Ce disque de faible capacité de 64 GB, choisi comme objet d'expérience, a résisté à une pression environ 25 fois supérieure à la charge indiquée dans ses spécifications techniques. Le fabricant SanDisk avait fixé un total de 40 TBW (ressource d'écriture) pour ce modèle. Pourtant, lors des tests pratiques, plus d'un pétaoctet, soit plus de 1000 TB de données, ont été écrits avec succès et l'appareil continue de fonctionner.
Quel est le secret de cette robustesse technologique ?
La longévité de ce SSD n'est pas un hasard. Selon les experts, la raison principale réside dans les puces de mémoire de type MLC NAND utilisées. Fabriquées selon un procédé technologique de 32 nm, ces puces possèdent une ressource bien plus élevée que les types de mémoire TLC et QLC populaires aujourd'hui. Dans les disques modernes, on sacrifie l'endurance pour placer plus de données dans un espace plus restreint.Les données statistiques de l'appareil sont également frappantes : il a été sous tension pendant plus de 60 000 heures et a été redémarré plus de 1100 fois. Malgré cela, aucune erreur critique ou perte de données n'a été observée. Ces indicateurs montrent à quel point l'approche d'ingénierie d'il y a dix ans privilégiait la qualité.

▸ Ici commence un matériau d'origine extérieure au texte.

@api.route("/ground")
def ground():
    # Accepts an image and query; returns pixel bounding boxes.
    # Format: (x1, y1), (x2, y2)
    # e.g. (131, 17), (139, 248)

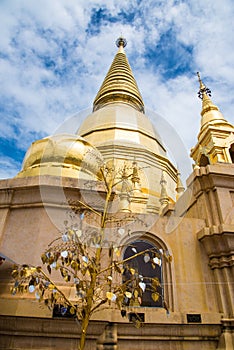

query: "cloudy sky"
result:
(0, 0), (234, 178)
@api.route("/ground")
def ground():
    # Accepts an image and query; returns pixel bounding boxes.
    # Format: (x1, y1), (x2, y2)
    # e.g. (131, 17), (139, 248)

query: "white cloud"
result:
(0, 0), (234, 176)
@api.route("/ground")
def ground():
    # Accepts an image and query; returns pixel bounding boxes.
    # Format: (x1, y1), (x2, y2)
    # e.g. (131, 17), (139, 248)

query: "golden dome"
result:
(93, 38), (144, 112)
(17, 134), (103, 179)
(77, 103), (166, 156)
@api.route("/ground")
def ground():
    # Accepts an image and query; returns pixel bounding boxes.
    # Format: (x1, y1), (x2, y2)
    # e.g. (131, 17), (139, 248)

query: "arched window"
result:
(123, 240), (164, 307)
(199, 154), (210, 166)
(229, 143), (234, 163)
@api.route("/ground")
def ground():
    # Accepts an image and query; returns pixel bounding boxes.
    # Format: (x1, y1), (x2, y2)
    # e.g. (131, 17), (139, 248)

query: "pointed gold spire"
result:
(197, 72), (219, 116)
(176, 171), (185, 199)
(159, 171), (169, 208)
(191, 73), (234, 167)
(93, 37), (144, 113)
(197, 72), (225, 128)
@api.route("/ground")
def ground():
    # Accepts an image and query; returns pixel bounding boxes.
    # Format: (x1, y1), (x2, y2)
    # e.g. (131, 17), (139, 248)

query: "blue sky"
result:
(0, 0), (234, 178)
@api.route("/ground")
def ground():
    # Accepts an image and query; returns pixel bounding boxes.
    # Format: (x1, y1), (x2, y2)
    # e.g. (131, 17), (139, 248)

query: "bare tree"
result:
(12, 162), (171, 350)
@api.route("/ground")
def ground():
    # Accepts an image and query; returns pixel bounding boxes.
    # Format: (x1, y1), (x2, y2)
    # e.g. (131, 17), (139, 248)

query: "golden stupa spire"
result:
(197, 72), (219, 116)
(191, 73), (234, 166)
(93, 37), (144, 113)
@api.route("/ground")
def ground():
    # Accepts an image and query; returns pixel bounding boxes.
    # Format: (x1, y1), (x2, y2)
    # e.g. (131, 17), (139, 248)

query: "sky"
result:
(0, 0), (234, 179)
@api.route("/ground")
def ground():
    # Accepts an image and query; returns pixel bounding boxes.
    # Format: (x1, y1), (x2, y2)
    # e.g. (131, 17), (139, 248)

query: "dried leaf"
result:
(151, 292), (160, 302)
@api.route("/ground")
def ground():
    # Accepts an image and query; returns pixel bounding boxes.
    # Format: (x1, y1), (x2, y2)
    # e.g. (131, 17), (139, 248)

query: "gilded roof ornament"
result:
(93, 37), (144, 113)
(197, 72), (211, 100)
(197, 72), (219, 116)
(115, 36), (127, 47)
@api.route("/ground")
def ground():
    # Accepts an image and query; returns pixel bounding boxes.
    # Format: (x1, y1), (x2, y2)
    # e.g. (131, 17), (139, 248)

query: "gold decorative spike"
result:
(190, 73), (234, 165)
(159, 172), (169, 207)
(197, 72), (219, 116)
(93, 37), (144, 113)
(176, 171), (184, 199)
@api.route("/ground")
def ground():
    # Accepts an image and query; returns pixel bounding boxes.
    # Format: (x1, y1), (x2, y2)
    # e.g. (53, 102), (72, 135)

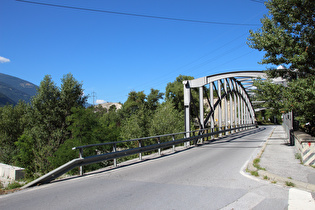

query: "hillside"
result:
(0, 73), (38, 106)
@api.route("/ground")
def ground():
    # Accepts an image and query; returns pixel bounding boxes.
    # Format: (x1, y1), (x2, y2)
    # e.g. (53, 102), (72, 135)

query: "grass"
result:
(295, 153), (303, 164)
(253, 158), (266, 171)
(6, 182), (23, 190)
(250, 171), (259, 176)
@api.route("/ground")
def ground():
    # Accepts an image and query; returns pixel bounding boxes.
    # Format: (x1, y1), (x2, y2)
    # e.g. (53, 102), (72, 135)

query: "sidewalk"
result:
(252, 125), (315, 195)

Le SanDisk P4 avait été présenté à l'époque comme une solution spécifique pour les netbooks et les premiers ordinateurs ultra-fins. Aujourd'hui, on ne trouve presque plus de disques dotés de ce type de mémoire sur le marché grand public. Bien que les SSD actuels aient beaucoup progressé en termes de vitesse, leur durée de vie physique et leur ressource d'écriture n'atteignent souvent pas ce niveau « honorifique » d'une décennie.
Sur le marché ouzbek, les utilisateurs choisissent souvent des disques QLC moins chers, mais cette expérience rappelle une fois de plus l'importance du type de mémoire et de sa ressource pour le stockage de données critiques. En s'appuyant sur les données d'ixbt.com, on peut dire que les anciennes technologies peuvent parfois s'avérer étonnamment fiables.
Ce cas a suscité des débats passionnés parmi les passionnés de technologie. Alors que beaucoup accusent les fabricants de réduire délibérément la durée de vie des produits, d'autres considèrent cela comme le résultat naturel de la course à la capacité et à la vitesse. Dans tous les cas, le record de ce disque SanDisk de 16 ans sert d'exemple particulier pour les fabricants de SSD modernes.